Interoperability for scale: FHIR for exchange, CDISC for submission
Interoperability is where many clinical trial digitization efforts succeed or fail. When systems cannot exchange data cleanly, trial teams pay for it in re-entry, reconciliation, and monitoring effort.
For exchange, HL7 FHIR is increasingly used as a common format to share and reuse data. ClinicalTrials.gov highlights that study data can be viewed or downloaded in HL7 FHIR format, describing FHIR as a standard that enables sharing and reuse of scientific data. NIH’s Data Science initiative similarly encourages the development and use of clinical data standards such as HL7 FHIR to enable interoperability of datasets and exchange clinical/healthcare information for research purposes.
For regulatory submission, FDA’s guidance on standardized study data explains that certain study data in specified submission types must be submitted electronically in a format FDA can process, review, and archive, supported by FDA’s Study Data Standards Catalog and related technical specifications. In other words:
- FHIR helps move and standardize data across clinical/operational environments.
- CDISC-oriented standards (as reflected in FDA’s study data standards resources and catalog framework) help make datasets reviewable and submittable.
A practical best practice is to plan interoperability early: decide which data must be submission-ready, which data is operational only, and where mapping/transformation will occur.
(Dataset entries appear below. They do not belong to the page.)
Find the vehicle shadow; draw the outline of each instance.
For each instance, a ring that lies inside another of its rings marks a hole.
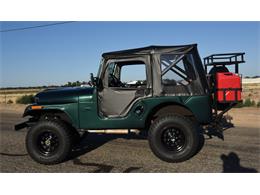
[[[228,155],[222,154],[220,156],[223,161],[223,173],[257,173],[254,168],[242,167],[240,165],[240,158],[235,152],[230,152]]]
[[[105,143],[112,141],[114,139],[123,138],[123,139],[146,139],[144,135],[137,135],[134,133],[129,134],[98,134],[98,133],[85,133],[83,134],[80,143],[75,146],[72,150],[70,158],[68,160],[72,160],[74,165],[78,166],[86,166],[86,167],[96,167],[93,173],[110,173],[114,166],[106,165],[101,163],[90,163],[90,162],[82,162],[80,160],[80,156],[91,152]],[[141,169],[141,167],[129,167],[122,171],[123,173],[131,173],[136,170]]]
[[[88,163],[81,162],[79,158],[73,159],[74,165],[86,166],[86,167],[96,167],[93,173],[110,173],[112,172],[114,166],[106,165],[101,163]],[[133,171],[139,170],[141,167],[129,167],[123,171],[123,173],[131,173]]]
[[[94,170],[93,173],[110,173],[111,170],[114,168],[114,166],[100,164],[100,163],[84,163],[84,162],[81,162],[79,158],[73,159],[73,164],[80,165],[80,166],[86,166],[86,167],[97,167],[97,169]]]
[[[107,142],[114,139],[146,139],[145,135],[138,135],[135,133],[129,134],[99,134],[99,133],[85,133],[83,134],[80,143],[74,147],[70,158],[68,160],[77,158],[83,154],[89,153]]]

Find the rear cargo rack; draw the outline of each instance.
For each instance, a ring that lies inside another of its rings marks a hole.
[[[245,53],[221,53],[212,54],[204,58],[205,72],[208,66],[235,65],[235,73],[238,73],[238,64],[245,63]]]
[[[216,124],[221,121],[223,115],[228,110],[242,101],[242,75],[239,74],[239,64],[245,63],[244,55],[244,52],[220,53],[204,58],[205,74],[213,96],[212,108]],[[235,66],[234,72],[229,72],[227,68],[229,65]],[[213,66],[209,73],[207,70],[208,66]],[[226,73],[233,77],[234,80],[232,82],[225,77]],[[218,111],[221,112],[219,113]]]

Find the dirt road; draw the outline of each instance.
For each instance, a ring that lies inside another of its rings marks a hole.
[[[192,159],[171,164],[157,159],[148,142],[137,135],[88,134],[75,149],[74,159],[52,166],[40,165],[27,154],[26,130],[15,132],[23,121],[22,109],[1,108],[1,172],[259,172],[259,109],[234,109],[236,125],[224,132],[224,141],[205,135],[202,150]]]

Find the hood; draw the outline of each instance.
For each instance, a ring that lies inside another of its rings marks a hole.
[[[68,104],[78,102],[81,95],[92,95],[92,87],[61,87],[46,89],[35,96],[37,104]]]

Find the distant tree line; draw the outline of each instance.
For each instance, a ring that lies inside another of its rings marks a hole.
[[[77,87],[82,85],[89,85],[89,82],[86,81],[75,81],[75,82],[67,82],[62,85],[42,85],[42,86],[29,86],[29,87],[1,87],[0,90],[8,90],[8,89],[47,89],[47,88],[56,88],[56,87]]]
[[[81,86],[81,85],[89,85],[89,82],[86,82],[86,81],[68,82],[67,84],[62,85],[62,87],[77,87],[77,86]]]

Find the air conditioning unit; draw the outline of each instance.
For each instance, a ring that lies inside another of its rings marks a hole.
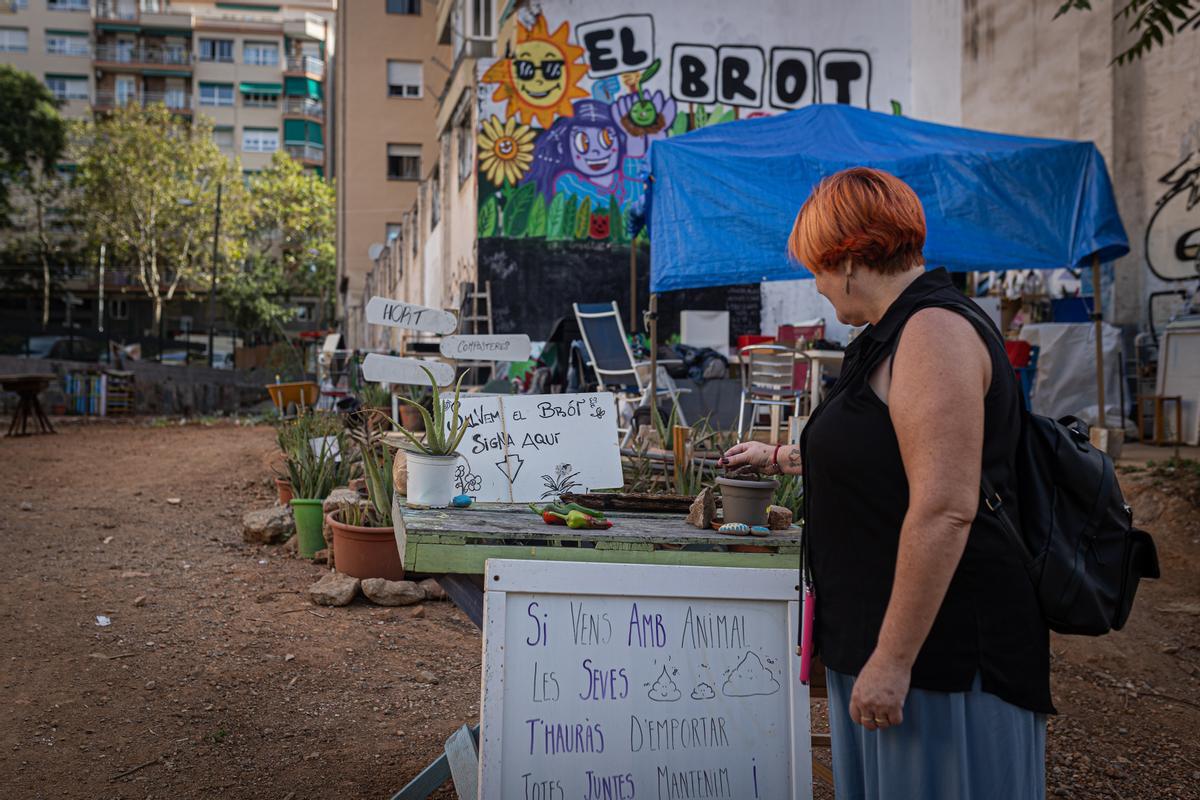
[[[463,55],[467,58],[491,58],[495,52],[494,39],[467,39],[463,42]]]

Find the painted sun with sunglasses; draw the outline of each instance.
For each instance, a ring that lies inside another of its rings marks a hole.
[[[506,117],[516,115],[527,124],[536,120],[546,129],[555,117],[572,114],[573,100],[588,96],[578,85],[587,74],[580,62],[583,48],[569,39],[568,23],[551,34],[541,14],[532,27],[518,23],[512,58],[497,61],[483,75],[485,83],[499,84],[492,99],[508,101]]]

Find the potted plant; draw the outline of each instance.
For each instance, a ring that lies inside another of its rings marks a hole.
[[[721,489],[726,523],[767,524],[767,507],[779,488],[778,481],[743,468],[717,478],[717,486]]]
[[[421,433],[425,430],[425,420],[421,416],[419,409],[426,408],[426,403],[429,401],[429,396],[425,389],[421,386],[409,386],[406,389],[406,394],[400,396],[400,400],[409,400],[411,402],[402,403],[400,406],[400,424],[406,430],[413,433]]]
[[[401,426],[400,433],[407,440],[404,446],[408,460],[408,502],[410,505],[445,508],[454,496],[454,462],[458,458],[458,445],[467,433],[467,423],[459,416],[459,393],[464,372],[454,384],[454,400],[449,403],[449,413],[438,391],[437,380],[426,367],[421,367],[429,376],[433,387],[432,411],[407,397],[400,400],[415,407],[425,423],[425,437],[417,431]]]
[[[326,517],[333,531],[333,563],[354,578],[404,579],[404,564],[392,528],[391,457],[368,430],[359,442],[367,502],[344,503]]]
[[[290,504],[296,518],[301,556],[312,558],[325,547],[321,532],[321,506],[335,486],[350,477],[349,460],[342,458],[345,444],[340,432],[329,434],[316,414],[305,414],[287,426],[287,475],[295,497]]]

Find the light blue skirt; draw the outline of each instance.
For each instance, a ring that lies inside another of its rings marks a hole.
[[[838,800],[1043,800],[1046,716],[980,689],[911,689],[904,722],[868,731],[850,719],[854,678],[827,669]]]

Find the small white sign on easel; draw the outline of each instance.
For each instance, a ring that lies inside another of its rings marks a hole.
[[[421,368],[433,373],[438,386],[454,383],[454,367],[444,361],[427,361],[421,358],[401,358],[368,353],[362,362],[363,378],[376,383],[401,383],[409,386],[428,386],[429,376]]]
[[[453,402],[442,395],[447,415]],[[524,503],[624,485],[610,392],[464,394],[459,414],[468,425],[455,468],[459,494]]]
[[[458,318],[440,308],[414,306],[386,297],[372,297],[367,303],[367,322],[418,333],[454,333]]]
[[[480,797],[810,800],[795,570],[485,572]]]
[[[532,349],[523,333],[447,336],[438,346],[446,358],[462,361],[525,361]]]

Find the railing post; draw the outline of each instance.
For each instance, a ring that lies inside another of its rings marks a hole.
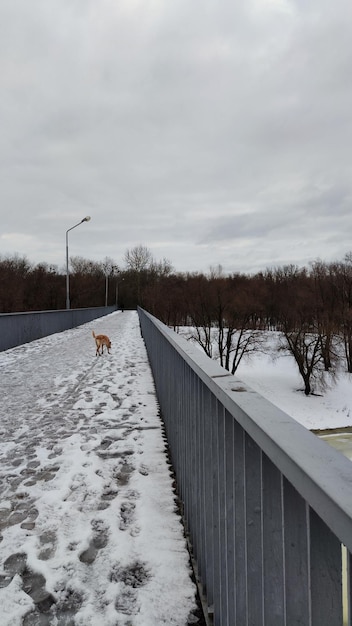
[[[320,517],[310,511],[312,624],[342,624],[341,543]]]
[[[263,454],[264,622],[289,626],[285,619],[285,571],[282,474]]]

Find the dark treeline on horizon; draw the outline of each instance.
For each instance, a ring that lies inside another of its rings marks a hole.
[[[352,373],[352,252],[341,261],[284,265],[254,275],[175,272],[148,248],[127,250],[124,267],[112,259],[70,259],[71,308],[137,305],[194,338],[212,356],[216,336],[221,365],[235,373],[244,354],[262,349],[261,331],[280,332],[308,395],[317,374],[339,367]],[[108,290],[106,288],[108,287]],[[0,312],[64,309],[66,273],[19,256],[0,257]]]
[[[170,261],[156,262],[148,248],[127,250],[124,268],[112,259],[70,260],[71,308],[141,305],[177,328],[227,322],[258,329],[308,324],[324,336],[346,335],[352,354],[352,253],[342,261],[316,261],[309,268],[286,265],[254,275],[178,273]],[[66,275],[45,263],[32,265],[18,255],[0,257],[0,312],[65,308]],[[352,362],[351,362],[352,369]]]

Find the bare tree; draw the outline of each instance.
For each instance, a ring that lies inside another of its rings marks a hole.
[[[32,266],[26,257],[0,257],[0,312],[23,311],[26,281]],[[38,306],[38,305],[37,305]]]
[[[212,328],[215,327],[214,290],[211,281],[203,274],[187,277],[185,289],[191,337],[210,358],[213,355]]]
[[[249,279],[216,274],[217,278],[198,276],[192,281],[188,305],[192,337],[234,374],[245,355],[261,349],[263,334],[253,326],[255,298]]]
[[[125,263],[128,270],[142,272],[148,269],[153,262],[151,251],[140,244],[125,252]]]
[[[170,274],[172,274],[172,272],[174,271],[174,268],[171,261],[164,257],[162,261],[152,260],[149,266],[149,270],[153,277],[159,279],[170,276]]]
[[[325,371],[336,368],[338,354],[336,339],[337,324],[337,285],[333,266],[322,261],[312,264],[312,288],[315,296],[315,317],[317,332],[320,337],[320,349]]]
[[[72,274],[103,275],[102,265],[99,261],[91,261],[81,256],[70,257]]]
[[[304,382],[304,393],[314,391],[313,381],[323,384],[322,335],[312,281],[305,269],[296,266],[276,271],[281,296],[279,308],[283,342],[280,349],[293,356]]]
[[[258,306],[251,281],[242,275],[217,281],[217,346],[220,364],[235,374],[244,356],[262,349],[256,328]]]
[[[338,285],[338,325],[347,371],[352,373],[352,253],[333,266]]]
[[[314,392],[313,382],[317,383],[320,388],[324,386],[324,367],[319,334],[307,330],[302,325],[297,330],[285,329],[283,337],[286,343],[281,346],[281,349],[288,349],[295,359],[304,382],[304,393],[309,396],[310,393]]]
[[[153,264],[153,256],[146,246],[135,246],[125,252],[125,263],[131,280],[134,283],[137,304],[142,304],[142,286],[146,282],[148,270]]]
[[[215,280],[216,278],[225,278],[224,270],[220,263],[218,265],[211,265],[209,267],[209,278],[210,280]]]

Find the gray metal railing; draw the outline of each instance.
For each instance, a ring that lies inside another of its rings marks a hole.
[[[0,314],[0,352],[75,328],[116,311],[115,306]]]
[[[351,461],[139,317],[215,626],[351,626]]]

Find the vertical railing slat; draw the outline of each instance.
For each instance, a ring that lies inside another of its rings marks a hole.
[[[212,406],[212,535],[214,550],[213,589],[214,589],[214,626],[221,626],[221,581],[220,581],[220,481],[219,481],[219,417],[218,402],[211,396]]]
[[[282,475],[263,454],[263,568],[265,626],[289,626],[285,618]]]
[[[312,626],[307,505],[285,479],[283,491],[286,623]]]
[[[352,626],[352,554],[346,549],[346,625]]]
[[[217,402],[218,426],[218,485],[219,485],[219,582],[220,582],[220,621],[228,624],[228,571],[227,571],[227,503],[226,503],[226,456],[225,456],[225,409]]]
[[[341,543],[310,510],[312,626],[342,624]]]
[[[200,545],[200,559],[198,561],[198,570],[199,576],[201,580],[206,580],[206,562],[207,562],[207,546],[206,546],[206,515],[205,515],[205,505],[208,496],[208,485],[206,482],[206,472],[205,466],[208,463],[208,459],[205,454],[205,440],[206,440],[206,428],[205,428],[205,420],[204,416],[204,393],[205,386],[199,381],[199,478],[200,478],[200,501],[199,501],[199,520],[198,520],[198,528],[199,528],[199,537],[198,544]]]
[[[261,450],[245,436],[248,626],[263,623]]]
[[[212,394],[209,389],[204,388],[204,476],[207,485],[207,497],[205,498],[205,545],[207,551],[206,558],[206,578],[205,590],[209,607],[214,602],[214,533],[213,533],[213,406]]]
[[[193,529],[193,541],[192,541],[192,549],[195,561],[198,563],[198,568],[200,567],[200,563],[202,561],[202,551],[201,551],[201,536],[202,536],[202,515],[201,515],[201,502],[203,498],[203,481],[202,481],[202,471],[201,471],[201,455],[202,455],[202,445],[201,445],[201,419],[200,419],[200,381],[199,378],[195,377],[194,379],[194,390],[193,390],[195,399],[194,399],[194,407],[193,407],[193,419],[194,419],[194,454],[195,454],[195,464],[194,464],[194,477],[193,477],[193,488],[194,488],[194,519],[192,524]]]
[[[246,503],[244,472],[244,431],[234,422],[235,473],[235,607],[236,626],[247,624],[247,559],[246,559]]]
[[[227,624],[236,623],[234,420],[225,412],[225,508],[227,561]]]

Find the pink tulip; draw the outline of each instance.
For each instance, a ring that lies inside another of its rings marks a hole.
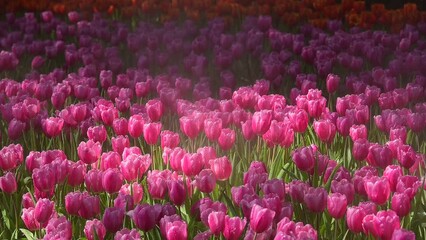
[[[310,187],[305,192],[304,203],[312,212],[322,212],[327,207],[327,191],[324,188]]]
[[[132,229],[131,231],[127,228],[123,228],[122,230],[115,233],[114,240],[140,240],[141,235],[137,229]]]
[[[161,123],[145,123],[143,125],[143,137],[147,144],[155,145],[161,132]]]
[[[218,138],[218,143],[223,151],[230,150],[235,143],[235,131],[230,128],[222,129]]]
[[[35,231],[40,229],[40,223],[35,219],[35,210],[34,208],[24,208],[22,209],[21,219],[25,224],[25,227],[30,231]]]
[[[340,77],[334,74],[328,74],[326,79],[327,92],[334,93],[339,87]]]
[[[160,133],[160,142],[162,149],[165,147],[175,148],[179,145],[180,137],[178,133],[169,130],[163,130]]]
[[[44,239],[69,239],[72,237],[72,224],[64,216],[53,217],[46,226]]]
[[[222,119],[206,118],[204,120],[204,133],[210,141],[216,141],[222,131]]]
[[[7,194],[16,192],[18,184],[13,173],[7,172],[4,176],[0,177],[0,189]]]
[[[102,176],[102,186],[109,194],[116,193],[123,184],[123,174],[116,168],[105,170]]]
[[[106,236],[105,226],[98,219],[87,220],[86,225],[84,226],[84,235],[87,240],[103,240]]]
[[[104,125],[89,127],[87,129],[87,136],[94,142],[100,142],[101,144],[107,139],[107,132]]]
[[[364,182],[368,199],[378,205],[386,203],[390,196],[390,184],[385,177],[371,177]]]
[[[45,225],[54,213],[54,210],[55,202],[50,201],[46,198],[41,198],[37,201],[36,206],[34,208],[34,218],[40,224]]]
[[[130,147],[130,140],[127,136],[118,135],[111,138],[112,149],[119,155],[123,154],[125,148]],[[103,154],[102,154],[103,155]]]
[[[401,228],[399,217],[392,210],[379,211],[373,219],[373,226],[380,239],[391,239],[395,230]]]
[[[65,195],[65,209],[68,214],[78,215],[83,195],[80,192],[70,192]]]
[[[362,232],[362,220],[365,216],[366,214],[361,207],[349,207],[346,211],[346,224],[348,225],[349,230],[353,233]]]
[[[62,132],[64,120],[62,118],[50,117],[42,120],[43,132],[48,137],[56,137]]]
[[[251,120],[252,131],[254,134],[263,135],[268,131],[272,121],[271,110],[261,110],[253,114]]]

Then validate those pipelines.
Governance: risk-based monitoring, data integrity, Part 11, and AI guardrails
Technology only creates value in clinical research if it is governed to protect participants and produce reliable results.
Risk-based monitoring is a cornerstone of modern oversight. FDA’s risk-based monitoring guidance emphasizes focusing sponsor oversight on the most important aspects of study conduct and reporting to enhance subject protection and data quality. FDA’s Q&A guidance expands practical recommendations for sponsors to plan and implement risk-based monitoring approaches.
Data integrity and electronic records requirements should be treated as baseline design constraints, not afterthoughts. 21 CFR Part 11 describes the criteria under which FDA considers electronic records and electronic signatures to be trustworthy, reliable, and generally equivalent to paper records and handwritten signatures. ICH E6(R3) Good Clinical Practice further sharpens expectations for computerized systems in trials, emphasizing fit-for-purpose systems and risk-proportionate validation and controls. FDA’s more recent Q&A on electronic systems, records, and signatures in clinical investigations provides additional practical clarity on implementing electronic solutions in regulated studies.
On privacy and cloud, HHS guidance on HIPAA and cloud computing explains how covered entities and business associates can use cloud services while complying with HIPAA protections for electronic protected health information, including the need for appropriate agreements and safeguards.
Finally, AI governance is rapidly becoming part of trial tech governance. NIST’s AI Risk Management Framework (AI RMF 1.0) provides a structured approach to managing AI risks and promoting trustworthy AI. In clinical trials, a conservative, audit-friendly posture is to use AI first for low-risk productivity and operational enablement (for example, categorization, summarization, triage support) while requiring human review for decisions that could affect participant safety, endpoint interpretation, or protocol compliance, consistent with broader GCP and computerized system control expectations.